Read Ghost Image Online

Authors: Ellen Crosby

Ghost Image (5 page)

BOOK: Ghost Image
10.55Mb size Format: txt, pdf, ePub
ads

We reached the enormous wrought-iron Renwick Gates at the entrance to the Castle, and David Arista gestured for me to walk through them, ladies first. Inside, the Victorian Enid Haupt Garden was planted in geometric floral patterns that changed with the seasons. Today yellow and violet pansies formed interlocking diamonds across a pale green lawn and more pansies and spiky ferns spilled out of urns on each corner.

Something in David Arista's voice when he mentioned Olivia
made me think of Yasmin Gilberti nearly spilling her drink when she realized he was watching her. Olivia was young, blond, and lovely, a beauty just like Yasmin. And if you believed all the rumors, Washington was more notorious than Hollywood for infidelity and people who worked together sleeping around. Somehow it wouldn't surprise me if David mixed business with pleasure.

“So what brought you down here today?” I asked. “A meeting with Yasmin?”

He shot me a quick surprised look. “Nothing like that. I met a client at the Chihuly exhibit at the Hirshhorn. We both wanted to see it before it left town.”
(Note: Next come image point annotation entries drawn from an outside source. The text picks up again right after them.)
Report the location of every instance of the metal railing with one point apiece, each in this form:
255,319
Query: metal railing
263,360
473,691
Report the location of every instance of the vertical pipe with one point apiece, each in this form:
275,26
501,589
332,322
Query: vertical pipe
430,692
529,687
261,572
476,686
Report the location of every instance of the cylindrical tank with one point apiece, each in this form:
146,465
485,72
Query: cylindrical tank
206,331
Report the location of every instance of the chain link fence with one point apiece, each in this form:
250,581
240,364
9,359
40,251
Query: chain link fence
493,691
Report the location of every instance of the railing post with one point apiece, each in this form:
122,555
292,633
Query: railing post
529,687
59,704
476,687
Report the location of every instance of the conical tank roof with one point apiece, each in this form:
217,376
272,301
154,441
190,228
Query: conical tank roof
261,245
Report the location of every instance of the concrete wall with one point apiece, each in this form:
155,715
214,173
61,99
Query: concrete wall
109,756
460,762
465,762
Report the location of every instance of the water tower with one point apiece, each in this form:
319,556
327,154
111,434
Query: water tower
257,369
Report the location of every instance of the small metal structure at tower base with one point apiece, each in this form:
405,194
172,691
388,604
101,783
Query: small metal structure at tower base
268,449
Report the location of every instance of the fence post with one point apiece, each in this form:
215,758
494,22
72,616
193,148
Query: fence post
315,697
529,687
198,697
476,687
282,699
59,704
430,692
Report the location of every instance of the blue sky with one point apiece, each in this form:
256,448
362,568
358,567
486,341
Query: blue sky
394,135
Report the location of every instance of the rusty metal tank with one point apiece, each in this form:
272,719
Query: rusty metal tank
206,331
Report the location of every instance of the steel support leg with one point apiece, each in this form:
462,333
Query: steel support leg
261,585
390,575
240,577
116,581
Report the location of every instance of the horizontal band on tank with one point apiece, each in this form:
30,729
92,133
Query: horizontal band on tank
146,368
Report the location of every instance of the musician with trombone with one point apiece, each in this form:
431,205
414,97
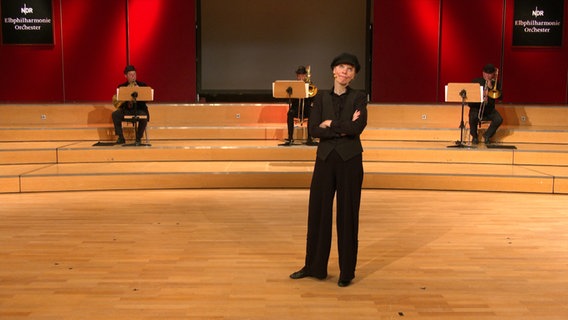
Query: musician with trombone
127,107
485,111
300,108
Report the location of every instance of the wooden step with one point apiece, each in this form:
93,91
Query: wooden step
277,174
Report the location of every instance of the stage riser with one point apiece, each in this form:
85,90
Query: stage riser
373,180
235,146
405,153
505,135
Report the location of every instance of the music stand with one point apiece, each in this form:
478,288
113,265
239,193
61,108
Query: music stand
464,93
135,94
290,89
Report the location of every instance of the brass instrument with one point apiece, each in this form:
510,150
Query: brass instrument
312,89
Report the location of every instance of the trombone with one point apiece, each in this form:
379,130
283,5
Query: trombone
493,93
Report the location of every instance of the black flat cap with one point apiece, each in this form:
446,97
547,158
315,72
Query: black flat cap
346,58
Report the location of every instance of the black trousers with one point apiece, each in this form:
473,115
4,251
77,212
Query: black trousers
334,177
494,116
118,117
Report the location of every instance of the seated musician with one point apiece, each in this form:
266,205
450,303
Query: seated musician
295,111
128,108
486,109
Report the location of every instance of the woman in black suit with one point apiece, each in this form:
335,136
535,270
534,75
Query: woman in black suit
338,118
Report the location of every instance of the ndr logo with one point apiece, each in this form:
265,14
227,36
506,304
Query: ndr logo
538,13
26,10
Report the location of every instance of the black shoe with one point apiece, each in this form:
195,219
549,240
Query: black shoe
303,273
344,283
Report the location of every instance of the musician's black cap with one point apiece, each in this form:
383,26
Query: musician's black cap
489,68
129,68
346,58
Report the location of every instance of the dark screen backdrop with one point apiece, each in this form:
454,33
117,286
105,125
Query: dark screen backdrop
244,45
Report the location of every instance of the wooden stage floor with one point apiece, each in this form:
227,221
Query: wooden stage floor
227,254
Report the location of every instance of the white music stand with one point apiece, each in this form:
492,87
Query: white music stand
464,93
135,94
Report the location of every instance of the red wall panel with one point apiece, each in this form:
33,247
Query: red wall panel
471,38
94,48
405,51
535,75
162,47
418,47
30,73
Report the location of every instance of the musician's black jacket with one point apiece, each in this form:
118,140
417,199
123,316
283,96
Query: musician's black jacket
141,106
490,105
344,134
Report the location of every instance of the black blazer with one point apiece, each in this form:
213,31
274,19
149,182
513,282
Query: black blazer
344,134
140,105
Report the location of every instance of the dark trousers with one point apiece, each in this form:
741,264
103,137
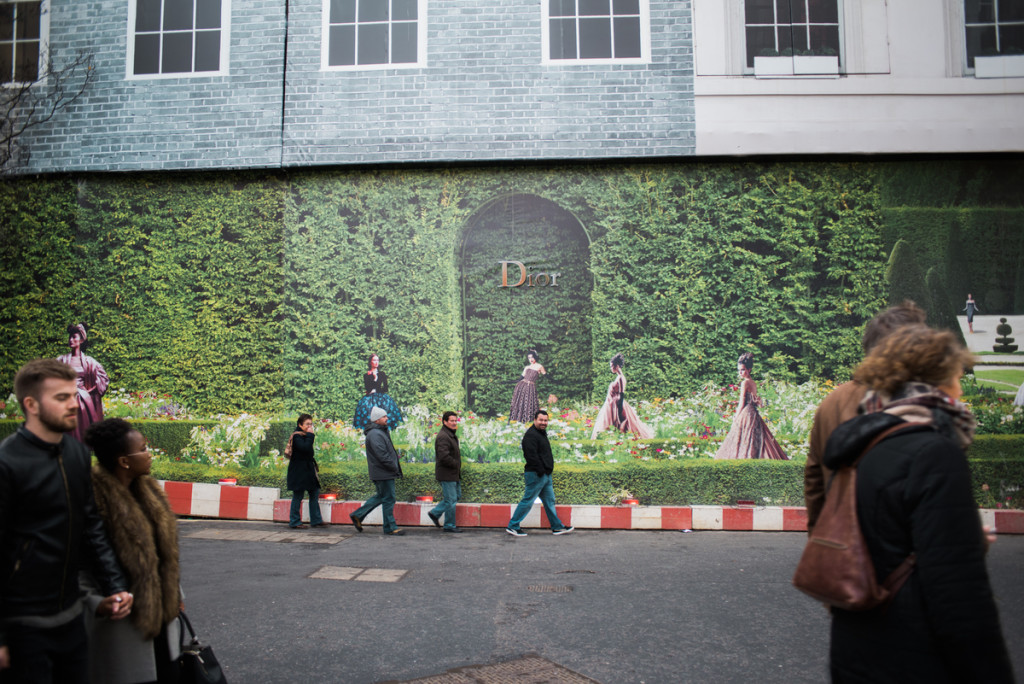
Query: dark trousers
51,655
“Really?” I would not have pegged him as an arty guy, certainly not someone who liked Dale Chihuly's fabulous glass sculptures.

That easy, self-deprecating laugh again. “Yeah, I know. You took me for some chump who wouldn't know a Chihuly from a Chihuahua.”

I blushed. “I did not.”

“I guess I'm what you'd call a museum nerd. Plus I know a lot of the folks who work at the Smithsonian museums since many of them have been clients.”

We walked toward the Gothic turrets and towers of the Smithsonian Castle. In the somber light, the lozenge-shaped panes in the leaded-glass windows glittered like black diamonds.

At the entrance, I stuck out my hand. “It was nice to meet you.”

He shook it, smiling, and I knew what was coming next. “You never gave me your card. And we ought to get together sometime. Coffee or a drink, maybe.”

“That would be great, but I'm awfully busy right now.” I laid my left hand over his.

He looked down at the antique diamond and white gold braided wedding ring that had been my grandmother's, and
grinned. I knew he'd gotten the message. “Ah, the old brush-off.” He let go of my hand.

“No . . . I really am busy.”

“Look, I have a feeling we're going to be running into each other if you're working with Olivia. And Yasmin. You and I might be able to do business together, especially if you're involved with the Smithsonian.” He was still smiling. “Give me a call sometime and maybe we can get a cup of coffee.”

I pulled my wallet out of my camera bag and gave him my business card.

“Thanks,” he said. “I'll call you. Coffee. Just coffee.”

He left, walking in the direction of the Mall and whistling something cheery and tuneless. Even after he disappeared around the other side of the Castle, I still felt uneasy at the thought of David Arista calling me.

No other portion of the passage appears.